Deep Dive on Database Indexing
Database indexing is a strategy for optimizing data retrieval and querying from a database. A database index is a data structure that allows DBMS to identify certain rows in a table rapidly.
Types of Database Indexing
B- tree Index: It is appropriate for data having a low cardinality (number of unique values), such as cities, dates, or status codes, and that may be ordered. We can use B-tree index whenever an indexed column is involved in a comparison using one of these operators:
< <= = >= >
A B-tree index search is also used to develop constructs that are comparable to combinations of these operators, such as BETWEEN and IN. A B-tree index can also be employed with an IS NULL or IS NOT NULL condition on an index column.
Hash: Hash indexes hold a 32-bit hash code obtained from the indexed column’s value.
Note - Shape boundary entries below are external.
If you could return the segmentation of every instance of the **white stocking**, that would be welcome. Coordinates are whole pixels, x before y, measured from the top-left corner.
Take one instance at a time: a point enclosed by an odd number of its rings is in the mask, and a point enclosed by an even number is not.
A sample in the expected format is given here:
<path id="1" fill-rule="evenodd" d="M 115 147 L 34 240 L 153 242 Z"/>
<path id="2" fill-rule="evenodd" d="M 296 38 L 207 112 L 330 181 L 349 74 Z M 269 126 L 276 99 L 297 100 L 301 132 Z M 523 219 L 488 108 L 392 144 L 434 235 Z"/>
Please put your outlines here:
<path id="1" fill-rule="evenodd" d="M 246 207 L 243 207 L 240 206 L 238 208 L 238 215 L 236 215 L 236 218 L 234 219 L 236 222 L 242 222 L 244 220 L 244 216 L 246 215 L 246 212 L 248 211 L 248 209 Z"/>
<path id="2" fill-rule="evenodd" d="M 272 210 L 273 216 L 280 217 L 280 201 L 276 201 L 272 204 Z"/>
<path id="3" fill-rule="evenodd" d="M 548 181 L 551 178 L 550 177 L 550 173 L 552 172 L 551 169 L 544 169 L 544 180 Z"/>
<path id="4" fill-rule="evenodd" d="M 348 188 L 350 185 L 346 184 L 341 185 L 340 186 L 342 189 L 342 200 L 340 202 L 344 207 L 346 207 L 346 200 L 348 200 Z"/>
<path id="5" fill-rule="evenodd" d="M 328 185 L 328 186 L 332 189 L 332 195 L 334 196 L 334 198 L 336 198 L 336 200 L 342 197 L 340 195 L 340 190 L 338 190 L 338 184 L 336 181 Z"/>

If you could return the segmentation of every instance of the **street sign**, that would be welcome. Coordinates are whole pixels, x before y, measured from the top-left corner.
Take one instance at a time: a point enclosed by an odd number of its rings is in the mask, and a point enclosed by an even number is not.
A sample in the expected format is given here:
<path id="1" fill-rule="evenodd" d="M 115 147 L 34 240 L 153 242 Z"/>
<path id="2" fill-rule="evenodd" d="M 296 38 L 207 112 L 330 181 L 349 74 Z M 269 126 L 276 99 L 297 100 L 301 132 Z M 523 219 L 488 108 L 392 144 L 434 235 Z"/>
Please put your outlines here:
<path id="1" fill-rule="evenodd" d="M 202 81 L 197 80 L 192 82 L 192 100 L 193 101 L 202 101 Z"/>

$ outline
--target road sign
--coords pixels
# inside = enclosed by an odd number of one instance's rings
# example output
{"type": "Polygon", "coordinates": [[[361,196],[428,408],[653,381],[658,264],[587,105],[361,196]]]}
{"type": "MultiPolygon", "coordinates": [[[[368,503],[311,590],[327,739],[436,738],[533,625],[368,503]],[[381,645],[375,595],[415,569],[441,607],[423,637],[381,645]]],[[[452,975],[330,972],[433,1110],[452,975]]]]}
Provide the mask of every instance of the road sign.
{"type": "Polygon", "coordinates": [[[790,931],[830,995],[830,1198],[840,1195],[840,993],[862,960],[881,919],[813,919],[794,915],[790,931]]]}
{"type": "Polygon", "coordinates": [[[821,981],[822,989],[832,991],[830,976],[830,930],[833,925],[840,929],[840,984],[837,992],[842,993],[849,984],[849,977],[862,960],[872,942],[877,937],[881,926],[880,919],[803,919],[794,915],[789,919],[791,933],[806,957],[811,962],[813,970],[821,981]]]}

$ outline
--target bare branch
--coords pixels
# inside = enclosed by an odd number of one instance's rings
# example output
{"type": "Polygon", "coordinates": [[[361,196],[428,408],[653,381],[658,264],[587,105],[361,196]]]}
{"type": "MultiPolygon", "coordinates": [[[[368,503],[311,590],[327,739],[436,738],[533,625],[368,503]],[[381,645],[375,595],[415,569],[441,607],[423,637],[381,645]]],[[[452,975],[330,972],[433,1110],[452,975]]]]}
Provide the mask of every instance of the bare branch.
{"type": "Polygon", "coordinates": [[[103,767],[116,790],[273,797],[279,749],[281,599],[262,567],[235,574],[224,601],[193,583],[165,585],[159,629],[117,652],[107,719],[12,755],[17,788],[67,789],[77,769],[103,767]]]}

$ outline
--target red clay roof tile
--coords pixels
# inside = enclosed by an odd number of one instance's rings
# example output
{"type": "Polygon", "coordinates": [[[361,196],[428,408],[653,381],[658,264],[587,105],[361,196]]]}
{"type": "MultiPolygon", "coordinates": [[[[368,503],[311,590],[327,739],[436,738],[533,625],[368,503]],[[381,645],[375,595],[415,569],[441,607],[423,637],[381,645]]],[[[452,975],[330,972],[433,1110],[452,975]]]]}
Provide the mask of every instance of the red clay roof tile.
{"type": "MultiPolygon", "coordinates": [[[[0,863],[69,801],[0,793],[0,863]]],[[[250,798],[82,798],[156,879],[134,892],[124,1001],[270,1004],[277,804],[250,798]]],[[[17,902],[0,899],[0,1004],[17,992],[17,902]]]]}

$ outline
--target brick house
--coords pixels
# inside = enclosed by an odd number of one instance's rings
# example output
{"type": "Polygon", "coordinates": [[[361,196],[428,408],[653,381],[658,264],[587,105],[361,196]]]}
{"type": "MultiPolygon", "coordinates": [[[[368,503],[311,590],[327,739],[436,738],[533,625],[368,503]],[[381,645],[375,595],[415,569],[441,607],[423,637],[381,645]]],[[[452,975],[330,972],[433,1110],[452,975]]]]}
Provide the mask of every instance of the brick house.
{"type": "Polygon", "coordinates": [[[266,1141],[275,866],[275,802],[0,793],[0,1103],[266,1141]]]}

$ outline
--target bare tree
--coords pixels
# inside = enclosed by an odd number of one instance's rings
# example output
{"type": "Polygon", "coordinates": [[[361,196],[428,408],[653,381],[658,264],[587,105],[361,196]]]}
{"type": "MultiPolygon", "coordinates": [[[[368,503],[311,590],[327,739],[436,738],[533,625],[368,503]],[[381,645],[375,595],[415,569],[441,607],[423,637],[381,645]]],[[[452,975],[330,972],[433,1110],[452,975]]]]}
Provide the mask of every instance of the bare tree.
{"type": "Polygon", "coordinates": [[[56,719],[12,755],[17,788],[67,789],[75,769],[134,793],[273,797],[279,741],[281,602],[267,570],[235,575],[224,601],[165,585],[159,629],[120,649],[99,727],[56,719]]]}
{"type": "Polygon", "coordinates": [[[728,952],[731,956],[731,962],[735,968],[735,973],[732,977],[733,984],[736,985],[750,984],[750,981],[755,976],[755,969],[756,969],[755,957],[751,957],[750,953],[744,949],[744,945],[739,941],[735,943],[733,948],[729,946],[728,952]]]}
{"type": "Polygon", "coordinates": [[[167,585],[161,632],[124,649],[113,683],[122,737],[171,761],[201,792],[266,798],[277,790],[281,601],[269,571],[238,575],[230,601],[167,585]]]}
As a result, these indexes can only perform simple equality (=) comparisons. Hash indexes are ideally suited for handling point lookups on large cardinality columns.
Bitmap Index: Bitmap indexes are useful for columns with a high cardinality (a large number of distinct values). They describe the presence or absence of a value in the indexed column using bitmap vectors. They perform well when numerous criteria are combined using AND or OR operators.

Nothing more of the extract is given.